Questa decisione rimarrà valida mentre continuano gli appelli del governo. La sentenza lascia in vigore, per ora, le decisioni della corte d’appello federale che impediscono all’amministrazione Biden di applicare qualsiasi parte della norma, comprese tre disposizioni che affrontano la discriminazione contro le persone transgender nelle scuole. Da notare che l’amministrazione Biden non aveva chiesto alla Corte Suprema di intervenire in relazione a due di questi provvedimenti.
I giudici si sono divisi con un voto 5-4 sulla questione se al governo debba essere temporaneamente impedito di far rispettare l’intera norma. Il giudice Sonia Sotomayor, affiancato dai giudici Elena Kagan, Neil Gorsuch e Ketanji Brown Jackson, ha emesso un dissenso, definendo gli ordini dei tribunali di grado inferiore “esagerati”.
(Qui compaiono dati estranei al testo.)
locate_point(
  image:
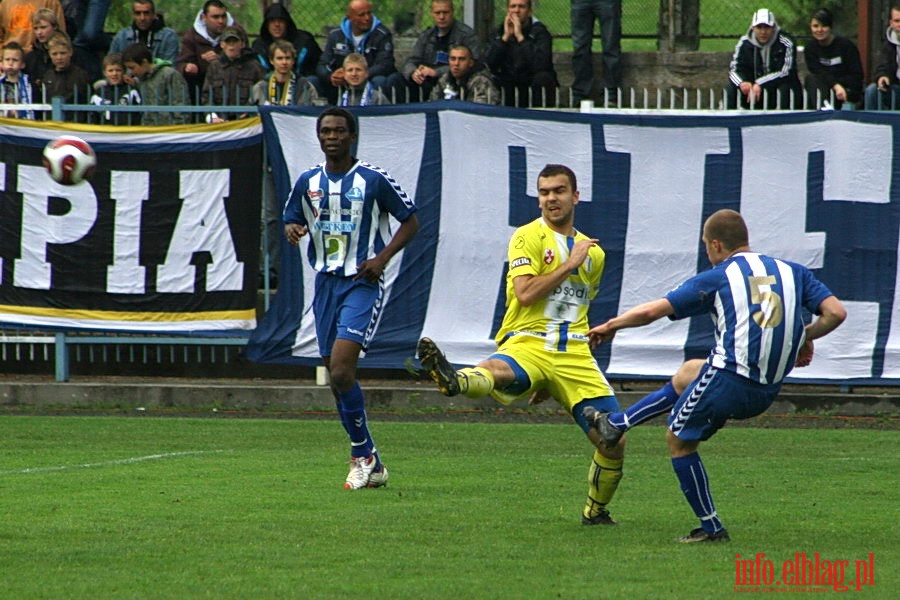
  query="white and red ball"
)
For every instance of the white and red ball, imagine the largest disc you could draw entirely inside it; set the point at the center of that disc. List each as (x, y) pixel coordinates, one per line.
(69, 160)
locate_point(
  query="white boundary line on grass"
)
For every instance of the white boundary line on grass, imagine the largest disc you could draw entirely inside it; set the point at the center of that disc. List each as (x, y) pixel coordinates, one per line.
(108, 463)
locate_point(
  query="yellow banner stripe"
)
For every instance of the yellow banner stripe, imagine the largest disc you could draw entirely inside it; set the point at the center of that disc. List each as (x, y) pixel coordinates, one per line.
(115, 315)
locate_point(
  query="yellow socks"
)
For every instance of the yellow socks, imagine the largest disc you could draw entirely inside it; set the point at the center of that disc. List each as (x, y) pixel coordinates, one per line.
(475, 382)
(603, 479)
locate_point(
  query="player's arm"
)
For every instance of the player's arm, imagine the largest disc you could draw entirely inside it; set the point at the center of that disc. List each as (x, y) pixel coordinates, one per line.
(372, 269)
(534, 288)
(831, 314)
(638, 316)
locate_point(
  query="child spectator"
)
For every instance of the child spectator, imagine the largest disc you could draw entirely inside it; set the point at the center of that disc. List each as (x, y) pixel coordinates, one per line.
(283, 86)
(114, 89)
(158, 83)
(357, 89)
(65, 80)
(15, 87)
(230, 78)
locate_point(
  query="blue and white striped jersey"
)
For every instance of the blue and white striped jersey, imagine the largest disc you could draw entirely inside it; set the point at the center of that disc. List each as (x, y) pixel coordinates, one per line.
(347, 214)
(756, 304)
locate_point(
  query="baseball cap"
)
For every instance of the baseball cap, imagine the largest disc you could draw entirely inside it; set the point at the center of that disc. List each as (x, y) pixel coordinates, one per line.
(763, 17)
(231, 33)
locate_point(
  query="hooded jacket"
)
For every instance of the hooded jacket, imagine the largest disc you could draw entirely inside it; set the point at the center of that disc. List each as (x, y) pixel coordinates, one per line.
(197, 42)
(308, 51)
(516, 63)
(889, 65)
(768, 65)
(377, 45)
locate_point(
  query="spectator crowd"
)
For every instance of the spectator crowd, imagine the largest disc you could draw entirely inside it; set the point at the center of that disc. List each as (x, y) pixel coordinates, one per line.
(57, 48)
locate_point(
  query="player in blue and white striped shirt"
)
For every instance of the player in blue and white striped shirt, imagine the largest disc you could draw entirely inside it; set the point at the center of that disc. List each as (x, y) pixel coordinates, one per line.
(756, 303)
(344, 205)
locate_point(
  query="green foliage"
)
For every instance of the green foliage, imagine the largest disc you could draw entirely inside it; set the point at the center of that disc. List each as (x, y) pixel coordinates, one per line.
(253, 508)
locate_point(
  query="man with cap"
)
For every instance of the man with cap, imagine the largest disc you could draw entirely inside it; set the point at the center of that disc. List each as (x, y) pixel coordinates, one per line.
(763, 72)
(231, 77)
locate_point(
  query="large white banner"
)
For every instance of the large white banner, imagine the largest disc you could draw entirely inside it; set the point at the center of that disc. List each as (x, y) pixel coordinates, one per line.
(816, 188)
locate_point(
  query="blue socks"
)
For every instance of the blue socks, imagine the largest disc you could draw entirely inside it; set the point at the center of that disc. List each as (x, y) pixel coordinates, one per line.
(695, 485)
(659, 402)
(352, 410)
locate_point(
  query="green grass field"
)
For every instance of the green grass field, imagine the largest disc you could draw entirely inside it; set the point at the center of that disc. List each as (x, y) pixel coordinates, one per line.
(112, 507)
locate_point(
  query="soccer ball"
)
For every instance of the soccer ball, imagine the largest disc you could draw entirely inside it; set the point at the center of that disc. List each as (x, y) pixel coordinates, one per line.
(69, 160)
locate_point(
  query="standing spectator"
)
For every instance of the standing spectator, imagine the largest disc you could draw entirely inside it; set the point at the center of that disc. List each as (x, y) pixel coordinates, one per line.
(37, 62)
(521, 58)
(158, 83)
(66, 80)
(583, 15)
(278, 25)
(113, 90)
(363, 33)
(835, 68)
(357, 89)
(884, 94)
(283, 87)
(344, 205)
(466, 80)
(16, 20)
(15, 86)
(430, 57)
(200, 45)
(148, 29)
(763, 71)
(232, 76)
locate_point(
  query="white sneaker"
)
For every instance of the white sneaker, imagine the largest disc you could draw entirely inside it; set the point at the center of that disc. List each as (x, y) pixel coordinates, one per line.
(378, 478)
(360, 471)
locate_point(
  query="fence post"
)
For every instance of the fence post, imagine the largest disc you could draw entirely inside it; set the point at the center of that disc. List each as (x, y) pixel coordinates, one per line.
(61, 353)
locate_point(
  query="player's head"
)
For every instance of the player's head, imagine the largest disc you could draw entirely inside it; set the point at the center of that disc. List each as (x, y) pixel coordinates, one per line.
(723, 233)
(550, 170)
(336, 130)
(557, 197)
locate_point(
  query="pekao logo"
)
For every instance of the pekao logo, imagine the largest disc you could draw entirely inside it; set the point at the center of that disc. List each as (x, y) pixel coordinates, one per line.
(802, 574)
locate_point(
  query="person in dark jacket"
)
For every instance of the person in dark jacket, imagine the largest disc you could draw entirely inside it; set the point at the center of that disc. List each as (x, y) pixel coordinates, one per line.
(230, 79)
(521, 58)
(763, 71)
(278, 25)
(884, 94)
(148, 29)
(430, 57)
(363, 33)
(835, 69)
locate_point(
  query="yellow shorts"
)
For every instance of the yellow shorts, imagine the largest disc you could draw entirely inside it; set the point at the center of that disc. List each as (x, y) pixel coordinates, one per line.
(570, 376)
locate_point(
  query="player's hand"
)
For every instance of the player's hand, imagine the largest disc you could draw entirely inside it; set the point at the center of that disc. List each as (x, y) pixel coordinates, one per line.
(371, 270)
(600, 334)
(538, 397)
(804, 356)
(579, 252)
(840, 93)
(293, 232)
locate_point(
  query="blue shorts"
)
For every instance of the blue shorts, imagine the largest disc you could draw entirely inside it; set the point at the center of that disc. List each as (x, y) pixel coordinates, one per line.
(345, 310)
(714, 397)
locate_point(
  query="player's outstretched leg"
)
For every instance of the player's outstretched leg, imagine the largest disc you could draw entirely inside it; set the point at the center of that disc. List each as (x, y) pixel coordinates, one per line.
(438, 367)
(600, 421)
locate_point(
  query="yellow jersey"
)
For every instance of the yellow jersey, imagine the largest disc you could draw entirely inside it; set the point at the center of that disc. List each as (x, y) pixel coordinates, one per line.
(560, 318)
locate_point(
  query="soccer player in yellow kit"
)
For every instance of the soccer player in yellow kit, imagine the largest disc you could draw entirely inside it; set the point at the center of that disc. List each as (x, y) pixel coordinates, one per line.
(542, 348)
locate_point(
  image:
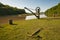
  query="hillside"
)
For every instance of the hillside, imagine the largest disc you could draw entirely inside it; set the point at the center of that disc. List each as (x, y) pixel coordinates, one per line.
(24, 29)
(8, 10)
(54, 11)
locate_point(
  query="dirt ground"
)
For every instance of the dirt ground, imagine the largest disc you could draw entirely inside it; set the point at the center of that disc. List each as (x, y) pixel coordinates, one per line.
(5, 19)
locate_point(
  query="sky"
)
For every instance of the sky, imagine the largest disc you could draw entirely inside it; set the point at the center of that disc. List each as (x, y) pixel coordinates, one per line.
(32, 4)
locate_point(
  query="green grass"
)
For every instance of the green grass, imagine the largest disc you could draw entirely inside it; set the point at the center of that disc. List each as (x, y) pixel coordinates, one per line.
(21, 31)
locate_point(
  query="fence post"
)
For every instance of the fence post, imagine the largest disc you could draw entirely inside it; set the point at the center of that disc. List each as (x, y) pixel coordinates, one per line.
(11, 22)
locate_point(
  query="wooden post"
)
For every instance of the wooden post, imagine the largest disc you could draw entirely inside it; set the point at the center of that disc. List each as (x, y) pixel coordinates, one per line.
(38, 12)
(11, 22)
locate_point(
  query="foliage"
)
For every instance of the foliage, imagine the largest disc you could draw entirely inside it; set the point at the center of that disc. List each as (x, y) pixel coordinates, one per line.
(8, 10)
(54, 11)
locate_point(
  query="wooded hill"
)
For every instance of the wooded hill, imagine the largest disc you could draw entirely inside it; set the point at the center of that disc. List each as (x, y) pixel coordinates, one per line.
(8, 10)
(54, 11)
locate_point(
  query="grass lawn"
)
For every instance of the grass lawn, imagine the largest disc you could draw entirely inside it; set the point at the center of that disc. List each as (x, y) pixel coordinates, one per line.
(25, 28)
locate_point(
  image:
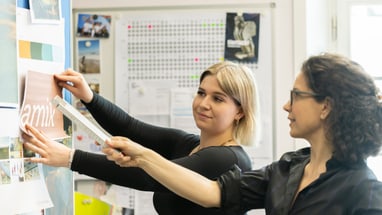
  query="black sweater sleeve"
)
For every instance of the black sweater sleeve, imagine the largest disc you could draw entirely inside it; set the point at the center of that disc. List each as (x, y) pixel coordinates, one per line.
(165, 141)
(210, 162)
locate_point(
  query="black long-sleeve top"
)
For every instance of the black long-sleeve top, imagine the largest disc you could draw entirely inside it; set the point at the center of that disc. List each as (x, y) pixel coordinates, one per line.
(173, 144)
(341, 190)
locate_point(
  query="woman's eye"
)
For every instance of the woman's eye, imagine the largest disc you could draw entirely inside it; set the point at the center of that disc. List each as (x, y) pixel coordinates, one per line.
(218, 99)
(200, 93)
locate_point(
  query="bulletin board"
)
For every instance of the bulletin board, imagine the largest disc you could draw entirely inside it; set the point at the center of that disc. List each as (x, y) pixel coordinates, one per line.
(159, 55)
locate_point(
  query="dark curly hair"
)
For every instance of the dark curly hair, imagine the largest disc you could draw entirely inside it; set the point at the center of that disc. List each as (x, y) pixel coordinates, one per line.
(354, 125)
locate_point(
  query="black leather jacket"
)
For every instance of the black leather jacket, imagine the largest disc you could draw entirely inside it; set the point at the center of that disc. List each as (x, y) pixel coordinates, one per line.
(340, 190)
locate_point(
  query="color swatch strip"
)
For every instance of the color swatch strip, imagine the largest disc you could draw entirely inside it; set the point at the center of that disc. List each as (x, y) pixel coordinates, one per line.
(40, 51)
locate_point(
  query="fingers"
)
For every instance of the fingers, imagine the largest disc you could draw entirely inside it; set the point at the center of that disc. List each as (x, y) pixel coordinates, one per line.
(35, 138)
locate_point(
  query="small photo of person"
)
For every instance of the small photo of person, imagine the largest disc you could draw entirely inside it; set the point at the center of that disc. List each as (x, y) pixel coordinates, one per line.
(45, 11)
(88, 56)
(93, 25)
(242, 37)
Gli ordini provengono da due cause legali separate: una intentata in Kentucky da sei stati e un’altra in Louisiana da quattro stati. Entrambe le cause legali si sono concentrate su tre disposizioni della norma dell’aprile 2024 che mirano alla discriminazione contro le persone transgender.
La prima disposizione riconosce che il divieto di discriminazione sessuale previsto dal Titolo IX comprende la discriminazione basata sull’identità di genere. La seconda disposizione chiarisce che le scuole violano il Titolo IX quando vietano alle persone transgender di utilizzare bagni e spogliatoi che corrispondono alla loro identità di genere. E la terza disposizione definisce “molestie in ambiente ostile” includendo le molestie basate sull’identità di genere, che secondo gli stati potrebbero richiedere a studenti e insegnanti di riferirsi agli studenti transgender con pronomi che corrispondono alla loro identità di genere.
A giugno, i tribunali federali hanno bloccato il Dipartimento dell’Istruzione dall’applicare qualsiasi parte della norma del 2024 nei 10 stati che hanno intentato causa. Le corti d’appello federali di New Orleans e Cincinnati hanno successivamente respinto la richiesta del governo federale di consentire l’applicazione temporanea dell’intera norma, che originariamente avrebbe dovuto entrare in vigore il 1° agosto. Tuttavia, il governo ha chiesto che le due disposizioni relative alla discriminazione contro le persone transgender siano escluse, poiché sono quelle che, secondo loro, causano il danno lamentato dai 10 Stati.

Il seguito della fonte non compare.